Why Does My Shoulder Hurt When I Sleep On My Side? | Causes, Injuries, and Prevention Tips

Written by on November 11, 2021 — Medically reviewed by John Doe

Why Does My Shoulder Hurt When I Sleep On My Side

If you’ve ever asked yourself, “why does my shoulder hurt when I sleep on my side?” you’re not alone. The CDC says that about 35% of people in the US report sleep deprivation. (1) And pain, as you might very well know, is one of the prime reasons.

 There are several reasons for this, too. This includes prolonged compression and shoulder injuries.

We’ll talk about them in deeper detail further down. I’ll give you some tips on how to prevent them as well. Let’s get to it!

3 reasons why sleeping on your side leads to shoulder pain

1. Inflammation

Inflammation is a sign of damage and overexertion. For example, when you do a new workout regiment or if you’re still using your already sore shoulders more than you should.

Since we’re in a fixed position when we sleep, inflammation runs up and around our shoulders and other parts of the body.

Also, shoulder pain from sleeping on your side increases subacromial pressures.

This, in turn, can further damage your already inflamed tendons. (2) And, again, contribute to why you experience shoulder pain at night.

2. Poor alignment

Let’s do a little math: According to the CDC, the average adult sleeps for around 7 hours per day. (3)

Half of the time we sleep, we lay on our sides.  So for about 3 and a half hours, we rely on our head pillow and shoulder joint to keep us stable and comfortable. (4)

With poor alignment to your head and neck, the muscles in your upper body need to compensate. This contributes to why you experience neck stiffness, upper back spasms, and shoulder pain in the middle of the night.  

3. Compression

When you sleep on your side, you’re also pressing down on your shoulder joint for an extended period. This can decrease blood flow to your shoulder blade, rotator cuff, and down to your arm.

For some, it leads to that familiar pins and needles sensation that can easily go away with changing positions. But for others, it can also aggravate existing rotator cuff injuries that can bring about positional shoulder pain.

Speaking of injuries, you might be asking, “what conditions make my shoulder joint feel worse when on a side-sleeping position?”

3 shoulder injuries with side-lying shoulder pain

1. Frozen Shoulder

Constant inflammation within your joint capsule can lead to a frozen shoulder (adhesive capsulitis). This leads to progressive shoulder pain and stiffness. If it gets worse, it can even cause nighttime shoulder pain.

But, why is that?

Our upper arm bone is enclosed by our joint capsule, making arm movements smooth and stable.

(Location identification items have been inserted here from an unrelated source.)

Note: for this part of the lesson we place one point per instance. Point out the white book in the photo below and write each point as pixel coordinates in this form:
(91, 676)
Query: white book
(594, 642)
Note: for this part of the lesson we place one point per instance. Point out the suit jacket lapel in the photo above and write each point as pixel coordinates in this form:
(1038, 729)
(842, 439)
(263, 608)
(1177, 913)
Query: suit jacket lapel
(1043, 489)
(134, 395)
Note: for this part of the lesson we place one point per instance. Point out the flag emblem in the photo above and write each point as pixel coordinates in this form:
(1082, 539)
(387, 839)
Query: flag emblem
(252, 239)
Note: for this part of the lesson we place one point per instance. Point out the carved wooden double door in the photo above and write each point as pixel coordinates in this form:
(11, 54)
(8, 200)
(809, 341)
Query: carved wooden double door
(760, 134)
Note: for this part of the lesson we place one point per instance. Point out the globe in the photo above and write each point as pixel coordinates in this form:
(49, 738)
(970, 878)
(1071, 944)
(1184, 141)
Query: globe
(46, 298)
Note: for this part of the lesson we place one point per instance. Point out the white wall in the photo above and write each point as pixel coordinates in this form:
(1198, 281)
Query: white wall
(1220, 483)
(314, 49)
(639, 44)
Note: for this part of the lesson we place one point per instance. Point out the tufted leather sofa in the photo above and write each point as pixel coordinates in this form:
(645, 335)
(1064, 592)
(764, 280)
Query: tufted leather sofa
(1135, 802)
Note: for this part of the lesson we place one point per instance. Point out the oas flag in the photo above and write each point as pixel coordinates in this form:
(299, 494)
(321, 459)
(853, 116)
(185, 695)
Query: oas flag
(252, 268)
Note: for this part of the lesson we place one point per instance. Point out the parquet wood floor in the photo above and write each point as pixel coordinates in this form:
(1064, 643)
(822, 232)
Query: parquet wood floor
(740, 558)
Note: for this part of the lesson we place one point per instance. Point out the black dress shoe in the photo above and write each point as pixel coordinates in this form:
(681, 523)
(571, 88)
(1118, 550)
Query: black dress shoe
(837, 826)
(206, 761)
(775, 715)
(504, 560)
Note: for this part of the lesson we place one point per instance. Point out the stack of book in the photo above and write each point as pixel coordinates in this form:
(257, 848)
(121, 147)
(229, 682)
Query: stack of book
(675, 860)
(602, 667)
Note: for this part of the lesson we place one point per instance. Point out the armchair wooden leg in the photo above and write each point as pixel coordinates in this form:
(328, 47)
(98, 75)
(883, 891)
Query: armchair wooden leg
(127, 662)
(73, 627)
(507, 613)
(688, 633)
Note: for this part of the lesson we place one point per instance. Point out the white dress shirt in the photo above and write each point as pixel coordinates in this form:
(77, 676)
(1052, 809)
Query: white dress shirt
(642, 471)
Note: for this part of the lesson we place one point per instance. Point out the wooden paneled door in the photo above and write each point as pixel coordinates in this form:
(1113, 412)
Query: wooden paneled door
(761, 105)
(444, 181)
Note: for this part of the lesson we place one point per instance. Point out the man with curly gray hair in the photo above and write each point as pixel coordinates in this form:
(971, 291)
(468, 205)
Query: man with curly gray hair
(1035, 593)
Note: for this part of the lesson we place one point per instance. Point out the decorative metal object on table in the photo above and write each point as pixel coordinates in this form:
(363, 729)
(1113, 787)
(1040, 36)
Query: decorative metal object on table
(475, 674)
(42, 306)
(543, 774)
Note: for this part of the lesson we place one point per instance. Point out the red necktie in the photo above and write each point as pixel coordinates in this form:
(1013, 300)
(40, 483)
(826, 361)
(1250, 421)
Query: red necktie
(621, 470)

With a frozen shoulder, the size of our capsule decreases, making a vice-like grip on our affected arm.

When you sleep on your affected shoulder, you are compressing the head of your upper arm bone to your already inflamed capsule.

This can trigger a strong pain reaction and an unpleasant stinging sensation from your shoulders down to your arms. 

Further reading: Here’s our complete guide to frozen shoulders.

2. Shoulder impingement syndrome

Your rotator cuff holds your arm in place. But, poor biomechanics can make your rotator cuff tendons hit and/or rub against your shoulder blades. It can lead to a vicious cycle of shoulder pain whenever you lift your arms.

Since subacromial pressure is much higher for side-sleepers, it decreases blood flow to your tendons. By not giving your tendons a good environment to heal, inflammation and pain may continue to get worse.

3. Rotator cuff tear

Some signs and symptoms indicate there’s a rotator cuff tear present. Like a recent trauma on your shoulder or previous episodes of rotator cuff tendonitis.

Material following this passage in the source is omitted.